さて、30年は法改正、報酬改定、運営基準一部改正と目まぐるしくいろいろなルールが変わりました。 30年改正法のキーワードは、「自立支援、重度化防止」です。 この二つの言葉が先走りしているようにも思えますが、社会保障費が増加の一途を辿っている昨今の状況では、医療、介護の予算を抑制しようとするのは自然の流れでしょう。 要介護高齢者の重度化を防止して、支援を受けながらもできる限り自立した生活を続けてもらい、極力介護サービス費がかからないようにしたいという国の思惑があります。

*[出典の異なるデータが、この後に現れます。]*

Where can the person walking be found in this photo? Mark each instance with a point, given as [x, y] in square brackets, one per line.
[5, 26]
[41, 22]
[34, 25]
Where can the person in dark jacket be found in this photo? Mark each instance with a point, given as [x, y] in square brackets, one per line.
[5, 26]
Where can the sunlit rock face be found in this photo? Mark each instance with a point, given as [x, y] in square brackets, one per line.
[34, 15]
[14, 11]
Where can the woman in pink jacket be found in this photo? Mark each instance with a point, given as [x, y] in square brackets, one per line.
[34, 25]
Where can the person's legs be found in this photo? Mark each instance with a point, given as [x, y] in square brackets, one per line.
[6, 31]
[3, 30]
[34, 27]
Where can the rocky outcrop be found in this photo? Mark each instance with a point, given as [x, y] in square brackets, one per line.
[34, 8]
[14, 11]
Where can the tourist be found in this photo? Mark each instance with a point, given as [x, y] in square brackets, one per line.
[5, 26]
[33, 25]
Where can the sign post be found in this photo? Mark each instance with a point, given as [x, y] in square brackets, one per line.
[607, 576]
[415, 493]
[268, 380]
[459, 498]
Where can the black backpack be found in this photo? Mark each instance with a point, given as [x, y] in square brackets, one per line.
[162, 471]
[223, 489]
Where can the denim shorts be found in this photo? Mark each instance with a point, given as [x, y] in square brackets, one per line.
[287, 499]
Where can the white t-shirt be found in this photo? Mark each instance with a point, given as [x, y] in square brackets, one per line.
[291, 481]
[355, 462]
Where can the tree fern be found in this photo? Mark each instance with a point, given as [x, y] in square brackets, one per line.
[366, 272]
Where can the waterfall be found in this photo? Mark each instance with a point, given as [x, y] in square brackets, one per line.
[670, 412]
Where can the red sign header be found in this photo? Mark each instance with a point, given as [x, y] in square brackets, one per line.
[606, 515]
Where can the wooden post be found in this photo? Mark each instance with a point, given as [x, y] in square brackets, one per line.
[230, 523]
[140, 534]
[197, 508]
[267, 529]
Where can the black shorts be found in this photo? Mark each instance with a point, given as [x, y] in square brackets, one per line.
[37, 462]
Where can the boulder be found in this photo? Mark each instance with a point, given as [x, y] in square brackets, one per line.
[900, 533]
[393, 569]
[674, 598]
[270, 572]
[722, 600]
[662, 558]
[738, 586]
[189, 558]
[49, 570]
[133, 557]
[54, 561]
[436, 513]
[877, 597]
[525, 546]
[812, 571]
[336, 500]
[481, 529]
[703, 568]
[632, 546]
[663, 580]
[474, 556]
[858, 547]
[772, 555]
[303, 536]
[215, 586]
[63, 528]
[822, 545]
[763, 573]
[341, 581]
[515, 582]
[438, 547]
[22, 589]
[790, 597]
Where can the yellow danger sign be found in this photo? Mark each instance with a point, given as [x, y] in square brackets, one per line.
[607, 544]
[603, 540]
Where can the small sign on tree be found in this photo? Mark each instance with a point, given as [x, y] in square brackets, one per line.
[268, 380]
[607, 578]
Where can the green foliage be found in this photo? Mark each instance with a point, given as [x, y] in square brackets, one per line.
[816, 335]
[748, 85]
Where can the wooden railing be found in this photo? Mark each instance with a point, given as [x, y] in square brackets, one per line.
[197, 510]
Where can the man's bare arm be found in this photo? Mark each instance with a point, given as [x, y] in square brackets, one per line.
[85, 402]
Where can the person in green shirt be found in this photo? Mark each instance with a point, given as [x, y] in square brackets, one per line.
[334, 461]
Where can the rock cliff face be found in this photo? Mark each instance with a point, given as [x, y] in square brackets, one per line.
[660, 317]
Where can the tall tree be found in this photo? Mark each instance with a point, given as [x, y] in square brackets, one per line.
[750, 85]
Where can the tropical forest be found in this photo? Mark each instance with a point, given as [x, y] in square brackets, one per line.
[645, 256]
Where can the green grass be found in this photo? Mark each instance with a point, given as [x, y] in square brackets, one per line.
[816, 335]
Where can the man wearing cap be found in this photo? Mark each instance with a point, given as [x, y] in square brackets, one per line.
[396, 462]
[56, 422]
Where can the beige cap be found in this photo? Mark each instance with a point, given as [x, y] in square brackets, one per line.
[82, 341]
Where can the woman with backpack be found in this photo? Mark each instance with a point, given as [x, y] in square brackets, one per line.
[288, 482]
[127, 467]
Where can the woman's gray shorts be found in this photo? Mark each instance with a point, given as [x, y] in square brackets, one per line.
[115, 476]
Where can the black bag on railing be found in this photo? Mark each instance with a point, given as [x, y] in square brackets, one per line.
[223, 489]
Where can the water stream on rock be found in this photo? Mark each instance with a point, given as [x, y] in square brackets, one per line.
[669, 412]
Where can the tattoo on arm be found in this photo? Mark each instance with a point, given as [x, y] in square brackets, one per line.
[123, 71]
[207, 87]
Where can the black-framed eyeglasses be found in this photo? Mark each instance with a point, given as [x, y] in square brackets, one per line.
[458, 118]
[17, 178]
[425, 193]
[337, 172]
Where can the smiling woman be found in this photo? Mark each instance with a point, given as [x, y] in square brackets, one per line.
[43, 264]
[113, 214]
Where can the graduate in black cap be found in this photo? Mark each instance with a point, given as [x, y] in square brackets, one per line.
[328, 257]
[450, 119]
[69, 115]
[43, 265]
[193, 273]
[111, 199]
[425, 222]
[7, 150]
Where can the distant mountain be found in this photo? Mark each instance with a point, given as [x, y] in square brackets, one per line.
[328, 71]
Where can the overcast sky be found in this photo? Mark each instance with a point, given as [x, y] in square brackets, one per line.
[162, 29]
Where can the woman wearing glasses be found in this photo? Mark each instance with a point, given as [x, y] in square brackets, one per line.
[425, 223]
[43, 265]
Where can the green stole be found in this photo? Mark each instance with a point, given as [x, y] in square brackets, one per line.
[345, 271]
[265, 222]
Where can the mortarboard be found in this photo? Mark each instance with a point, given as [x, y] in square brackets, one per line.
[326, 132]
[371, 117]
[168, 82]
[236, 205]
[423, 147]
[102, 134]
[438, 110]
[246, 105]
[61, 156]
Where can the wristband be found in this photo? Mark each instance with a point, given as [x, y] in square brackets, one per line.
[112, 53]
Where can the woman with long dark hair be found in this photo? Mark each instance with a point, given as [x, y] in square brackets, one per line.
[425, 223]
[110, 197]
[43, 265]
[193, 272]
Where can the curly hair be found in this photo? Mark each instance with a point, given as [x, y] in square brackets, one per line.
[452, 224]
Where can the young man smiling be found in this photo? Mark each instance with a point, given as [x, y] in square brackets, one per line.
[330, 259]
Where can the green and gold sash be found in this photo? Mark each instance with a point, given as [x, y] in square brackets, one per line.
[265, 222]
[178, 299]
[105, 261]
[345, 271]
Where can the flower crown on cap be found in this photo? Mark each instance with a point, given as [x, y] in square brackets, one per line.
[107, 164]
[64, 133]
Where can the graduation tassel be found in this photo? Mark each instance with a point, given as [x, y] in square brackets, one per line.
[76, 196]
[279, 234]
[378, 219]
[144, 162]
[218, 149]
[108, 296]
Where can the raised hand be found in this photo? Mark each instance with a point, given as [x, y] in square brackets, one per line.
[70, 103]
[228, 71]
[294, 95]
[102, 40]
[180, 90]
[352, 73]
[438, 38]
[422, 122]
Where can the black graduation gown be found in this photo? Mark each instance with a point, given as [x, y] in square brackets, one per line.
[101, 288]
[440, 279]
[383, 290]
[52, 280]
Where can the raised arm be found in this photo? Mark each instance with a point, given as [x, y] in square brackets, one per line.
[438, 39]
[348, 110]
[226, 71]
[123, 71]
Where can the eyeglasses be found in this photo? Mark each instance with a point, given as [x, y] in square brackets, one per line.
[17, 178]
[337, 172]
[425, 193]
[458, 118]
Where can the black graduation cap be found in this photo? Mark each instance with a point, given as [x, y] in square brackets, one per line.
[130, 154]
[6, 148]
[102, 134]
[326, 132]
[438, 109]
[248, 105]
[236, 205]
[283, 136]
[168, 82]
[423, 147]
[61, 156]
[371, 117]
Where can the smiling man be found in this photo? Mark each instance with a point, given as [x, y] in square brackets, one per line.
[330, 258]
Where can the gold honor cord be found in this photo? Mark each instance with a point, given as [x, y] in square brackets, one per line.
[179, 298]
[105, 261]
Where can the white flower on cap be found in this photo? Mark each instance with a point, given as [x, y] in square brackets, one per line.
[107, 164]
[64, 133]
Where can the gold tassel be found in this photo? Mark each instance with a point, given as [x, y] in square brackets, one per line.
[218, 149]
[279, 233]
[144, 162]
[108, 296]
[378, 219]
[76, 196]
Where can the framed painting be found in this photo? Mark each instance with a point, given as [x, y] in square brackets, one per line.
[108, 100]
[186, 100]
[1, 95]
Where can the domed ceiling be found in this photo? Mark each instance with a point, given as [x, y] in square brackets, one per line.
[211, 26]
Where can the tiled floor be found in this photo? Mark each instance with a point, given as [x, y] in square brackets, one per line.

昨年度一年間、議論を続いていた介護給付費分科会でも、『自立支援、重度化防止を踏まえた介護サービス』を目指すと言われていました。 同時にサービスの質の向上のためには、様々な加算が用意され、その中で自立支援、重度化防止につながる仕組みを作り上げようとしているのではないかと考えられます。

介護事業経営者はもとより介護の現場で実際に介護サービスを提供している介護職員の方々も、 口々に「介護サービスの質の向上」が大切だと言うようになってきました。 また、『利用者本位のサービスを提供する』とか、『利用者の要介護状態の維持、改善を目指すサービスを提供する』などと言った耳障りのよい言葉を、 ホームページや事業所パンフレットなどにも謳うようになりました。

しかし、一方で事業所にある各種マニュアル類をみると、『苦情処理マニュアル』だったり、ケアプラン作成ソフトには介護目標事例一覧があったり、 掲示物には『個人情報保護方針』や『個人情報の利用目的』が掲示さえているにもかかわらず、 訪問介護員の携帯電話には利用者の電話番号が登録されています。

利用者の苦情を「処理する」という感覚では利用者本位に通じるとは思えません。 アセスメントから導き出した個別性を重視して作成されるべきケアプランが、介護目標事例一覧から選択されて作成されている不思議、 利用者やその家族の個人情報を厳格に保護する立場であるはずの介護事業所で、個人情報が安易に扱われている事実を知れば、サービスの質の向上を目指しているとは思えません。

極め付けは、「実地指導対策」です。実地指導を対策で乗り切り、実地指導が終われば今まで通りの事業運営に戻ります。 何も改善しない、だからサービスの質は向上しません。